7. Another incident of corruption comes to mind. I remember going on a khas land site visit somewhere in Barisal. I was accompanied by the project’s civil engineer. We visited one proposed site and it was obvious that, because it was very low-lying, the amount of food for work needed to raise the land would deem it not to be cost-effective. 

The Union Parishad chairman provided us a sumptuous lunch and he was of the opinion that all will be well and he would be able to financially benefit in some way from the project. On our return to Dhaka, the project engineer and I submitted our recommendations and the project’s negative decision was informed to the respective deputy commissioner and UNO. 
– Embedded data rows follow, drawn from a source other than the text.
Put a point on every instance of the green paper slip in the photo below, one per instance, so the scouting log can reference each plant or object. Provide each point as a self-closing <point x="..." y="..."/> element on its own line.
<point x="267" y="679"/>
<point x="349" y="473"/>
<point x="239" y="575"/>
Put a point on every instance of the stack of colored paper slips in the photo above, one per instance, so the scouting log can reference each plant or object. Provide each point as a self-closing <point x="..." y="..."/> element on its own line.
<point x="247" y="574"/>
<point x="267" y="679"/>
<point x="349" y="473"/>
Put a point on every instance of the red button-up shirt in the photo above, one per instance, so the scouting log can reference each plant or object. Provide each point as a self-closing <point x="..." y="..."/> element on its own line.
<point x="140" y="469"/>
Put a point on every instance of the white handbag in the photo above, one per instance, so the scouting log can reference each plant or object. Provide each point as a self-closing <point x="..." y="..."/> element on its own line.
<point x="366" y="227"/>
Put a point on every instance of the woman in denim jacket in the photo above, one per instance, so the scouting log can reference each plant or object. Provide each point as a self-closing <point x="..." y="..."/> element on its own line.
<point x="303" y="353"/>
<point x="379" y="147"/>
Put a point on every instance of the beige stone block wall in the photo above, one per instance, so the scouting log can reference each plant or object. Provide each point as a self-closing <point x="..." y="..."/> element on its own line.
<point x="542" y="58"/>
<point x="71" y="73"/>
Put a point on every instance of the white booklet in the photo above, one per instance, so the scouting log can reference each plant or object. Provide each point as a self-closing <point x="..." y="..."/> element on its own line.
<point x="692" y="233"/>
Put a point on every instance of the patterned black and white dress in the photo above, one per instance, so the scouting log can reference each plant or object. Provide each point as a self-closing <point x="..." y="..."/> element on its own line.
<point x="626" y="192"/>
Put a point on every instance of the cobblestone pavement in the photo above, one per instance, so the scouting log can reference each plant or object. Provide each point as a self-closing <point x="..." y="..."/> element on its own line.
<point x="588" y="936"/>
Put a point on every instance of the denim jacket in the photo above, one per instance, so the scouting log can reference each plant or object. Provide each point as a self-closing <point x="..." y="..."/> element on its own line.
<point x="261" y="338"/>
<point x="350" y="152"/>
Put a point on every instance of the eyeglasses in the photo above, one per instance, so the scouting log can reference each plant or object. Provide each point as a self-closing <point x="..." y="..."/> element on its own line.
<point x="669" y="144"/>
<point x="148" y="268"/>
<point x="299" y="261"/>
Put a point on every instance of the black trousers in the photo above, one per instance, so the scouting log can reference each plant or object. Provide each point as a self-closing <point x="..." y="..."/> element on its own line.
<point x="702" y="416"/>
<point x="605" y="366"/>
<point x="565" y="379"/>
A few days later, there was a commotion in our Nilkhet office. The brother of the UP chairman was shouting loudly that they had been promised approval and, as he said: “We have already paid Mr Hafiz Tk50,000.” Mr Hafiz was a member of the project’s head office staff. 

Later on, during the caretaker government period, he was arrested, and it was found that by manipulation of land records, etc he “owned” property worth many crores. 
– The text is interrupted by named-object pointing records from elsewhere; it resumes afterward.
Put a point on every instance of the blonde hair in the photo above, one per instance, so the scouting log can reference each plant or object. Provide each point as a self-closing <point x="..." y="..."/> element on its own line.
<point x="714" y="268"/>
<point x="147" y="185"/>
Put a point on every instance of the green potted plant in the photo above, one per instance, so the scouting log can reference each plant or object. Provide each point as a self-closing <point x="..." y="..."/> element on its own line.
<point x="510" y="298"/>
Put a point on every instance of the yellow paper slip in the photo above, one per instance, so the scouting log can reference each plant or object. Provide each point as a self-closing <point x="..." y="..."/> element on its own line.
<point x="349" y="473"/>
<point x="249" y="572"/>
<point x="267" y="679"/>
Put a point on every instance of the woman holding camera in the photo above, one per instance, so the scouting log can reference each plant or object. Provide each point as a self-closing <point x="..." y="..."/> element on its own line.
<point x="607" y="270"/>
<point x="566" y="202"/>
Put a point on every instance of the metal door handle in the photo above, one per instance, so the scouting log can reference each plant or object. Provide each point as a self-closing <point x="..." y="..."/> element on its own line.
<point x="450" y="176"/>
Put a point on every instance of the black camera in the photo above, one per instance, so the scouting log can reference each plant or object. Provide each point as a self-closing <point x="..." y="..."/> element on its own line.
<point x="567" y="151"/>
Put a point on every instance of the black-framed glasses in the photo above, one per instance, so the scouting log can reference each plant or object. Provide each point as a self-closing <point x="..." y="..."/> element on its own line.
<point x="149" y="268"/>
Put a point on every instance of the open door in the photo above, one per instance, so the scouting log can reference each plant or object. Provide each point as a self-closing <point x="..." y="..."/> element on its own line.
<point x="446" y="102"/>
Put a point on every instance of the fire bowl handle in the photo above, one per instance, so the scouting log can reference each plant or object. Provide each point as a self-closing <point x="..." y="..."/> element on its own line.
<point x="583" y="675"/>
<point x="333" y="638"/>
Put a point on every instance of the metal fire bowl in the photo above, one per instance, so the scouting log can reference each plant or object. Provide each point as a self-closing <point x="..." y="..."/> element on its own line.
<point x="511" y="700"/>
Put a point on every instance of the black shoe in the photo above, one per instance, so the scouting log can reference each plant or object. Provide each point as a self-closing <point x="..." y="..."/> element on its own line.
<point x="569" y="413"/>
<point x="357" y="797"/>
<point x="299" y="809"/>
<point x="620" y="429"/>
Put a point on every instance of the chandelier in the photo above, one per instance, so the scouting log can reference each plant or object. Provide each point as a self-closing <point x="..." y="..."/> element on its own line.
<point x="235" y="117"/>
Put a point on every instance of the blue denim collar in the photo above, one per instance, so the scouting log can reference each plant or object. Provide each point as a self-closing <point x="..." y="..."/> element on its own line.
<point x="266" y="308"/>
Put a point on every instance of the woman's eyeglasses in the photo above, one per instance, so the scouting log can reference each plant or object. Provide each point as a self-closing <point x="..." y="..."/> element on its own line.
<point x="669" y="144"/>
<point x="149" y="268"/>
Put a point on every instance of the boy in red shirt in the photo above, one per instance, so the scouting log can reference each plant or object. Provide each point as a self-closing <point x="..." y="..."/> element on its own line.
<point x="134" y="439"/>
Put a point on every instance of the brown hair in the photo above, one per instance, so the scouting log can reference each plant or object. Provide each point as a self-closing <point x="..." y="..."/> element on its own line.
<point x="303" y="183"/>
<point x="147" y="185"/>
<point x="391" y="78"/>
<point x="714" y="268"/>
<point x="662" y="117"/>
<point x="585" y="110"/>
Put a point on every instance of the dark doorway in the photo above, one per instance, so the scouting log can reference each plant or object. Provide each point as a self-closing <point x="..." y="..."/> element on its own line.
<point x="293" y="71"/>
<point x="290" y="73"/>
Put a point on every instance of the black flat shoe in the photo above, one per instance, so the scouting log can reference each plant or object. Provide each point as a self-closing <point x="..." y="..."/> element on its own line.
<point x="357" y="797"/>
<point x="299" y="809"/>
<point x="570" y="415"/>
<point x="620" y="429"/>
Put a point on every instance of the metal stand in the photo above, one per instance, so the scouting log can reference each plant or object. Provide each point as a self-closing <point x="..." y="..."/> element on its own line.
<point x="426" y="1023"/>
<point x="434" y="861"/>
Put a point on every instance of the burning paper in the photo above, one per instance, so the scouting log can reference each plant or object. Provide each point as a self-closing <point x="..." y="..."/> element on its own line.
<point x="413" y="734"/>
These examples are a few of my personal experiences. From the recent allegations against IMED and the allegations of corruption in the Ministry of Health and DGHS, particularly as they relate to Covid-19 tests and supply of PPE, it would appear that corruption is a way of life and widespread and you can only progress in life if you join the corruption bandwagon. 

There was corruption going on in 1972 when Bangabandhu had to remind government employees that “they are not masters but servants of the people.” And now in Mujib Borsho, it is a very bad sign that Prime Minister Sheikh Hasina is forced to regularly warn people about corruption. This is, indeed, very sad. 

I hope that the members of the media and the public stand up strongly to expose all those who are corrupt, no matter who they are, and vigorously follow up all cases until the perpetrators are punished.

Julian Francis has been associated with relief and development activities of Bangladesh since the War of Liberation. In 2012, the Government of Bangladesh awarded him the ‘Friends of Liberation War Honour’ in recognition of his work among the refugees in India in 1971 and in 2018 honoured him with full Bangladesh Citizenship.